No ser más… ni tampoco menos

 

A veces, en este ir y venir de la vida y sus situaciones, nos encontramos con retos complicados, conversaciones donde se supone hay que estar a la altura, o proyectos que nos parecen muy difíciles, con lo cual nos acobardamos, pues todo lo que implica cambio, novedad, esfuerzo suplementario, nos repatea el hígado. Entonces nos sobrevienen las dudas: ¿seré capaz yo de hacer esto? ¿Y si me sale mal? ¿Y si todos se dan cuenta de que no soy tan bueno como aparento ser? De esta forma complicamos y agrandamos el asunto, pues mezclamos la dificultad propia de la situación con nuestro deseo de agradar, y cierto miedo a perder el prestigio ante los demás, a hacer el ridículo, y que nuestra dignidad se vea dañada.

Pero, mal asunto si dejamos que la vanidad sea el motor de nuestras acciones… porque entonces estaremos persiguiendo ser fieles a una imagen que nos hemos hecho de nosotros mismos, una imagen repleta de prejuicios, enseñanzas que damos por válidas hasta convertirlas en creencias, de méritos pasados que nos enorgullecen y nos gusta mostrar, de opiniones ajenas que deseamos a nuestro favor, en fin, de tantas y tantas cosas adquiridas con el tiempo…

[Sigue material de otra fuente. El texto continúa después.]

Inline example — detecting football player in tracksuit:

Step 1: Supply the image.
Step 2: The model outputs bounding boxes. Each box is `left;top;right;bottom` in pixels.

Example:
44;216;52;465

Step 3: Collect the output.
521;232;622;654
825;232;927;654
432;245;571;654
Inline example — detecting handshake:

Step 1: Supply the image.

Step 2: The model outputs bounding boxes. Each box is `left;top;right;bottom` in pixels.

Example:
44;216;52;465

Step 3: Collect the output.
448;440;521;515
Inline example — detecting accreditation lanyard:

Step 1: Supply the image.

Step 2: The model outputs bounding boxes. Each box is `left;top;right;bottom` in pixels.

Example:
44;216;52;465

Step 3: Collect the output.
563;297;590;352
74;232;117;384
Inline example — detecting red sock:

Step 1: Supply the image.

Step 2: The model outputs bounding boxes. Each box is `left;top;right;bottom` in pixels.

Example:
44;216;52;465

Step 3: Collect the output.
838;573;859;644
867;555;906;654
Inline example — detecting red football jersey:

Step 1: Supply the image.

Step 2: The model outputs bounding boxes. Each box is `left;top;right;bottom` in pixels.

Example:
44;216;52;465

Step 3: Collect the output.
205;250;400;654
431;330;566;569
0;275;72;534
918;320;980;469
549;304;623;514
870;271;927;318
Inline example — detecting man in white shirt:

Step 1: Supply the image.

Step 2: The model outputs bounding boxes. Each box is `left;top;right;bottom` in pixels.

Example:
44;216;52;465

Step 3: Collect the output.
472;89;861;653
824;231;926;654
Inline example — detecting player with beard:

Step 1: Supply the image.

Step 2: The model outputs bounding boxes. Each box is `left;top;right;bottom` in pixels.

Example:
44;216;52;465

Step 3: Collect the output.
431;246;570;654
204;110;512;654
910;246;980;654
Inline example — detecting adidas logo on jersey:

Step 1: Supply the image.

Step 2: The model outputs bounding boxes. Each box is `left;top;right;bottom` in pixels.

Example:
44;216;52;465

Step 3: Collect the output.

Pero si todo eso nos apresa y nos ahoga, hay que liberarse, hay que plantarse, decirse a uno mismo ¡basta! Y como decía un viejo poema que ya nunca más volveré a leer (pues lo he buscado sin suerte):

En ocasiones es necesario
mirar por encima de los tejados,
vaciar de trastos viejos el cerebro
y respirar un… ¡soy eterno!

Y entonces darse cuenta de que, en realidad, uno no tiene por qué ser más de lo que es, no podemos ser más de lo que somos, o alguien suponga que somos. Eso sí, sin tirar la toalla, sin olvidar que tampoco somos menos de lo que somos. Entonces uno ya está preparado para afrontar lo que tenga que venir con tranquilidad, con la serenidad de saber quién es uno, pues sólo puede esperarse de mí aquello que sea capaz de hacer, ni más, ni menos.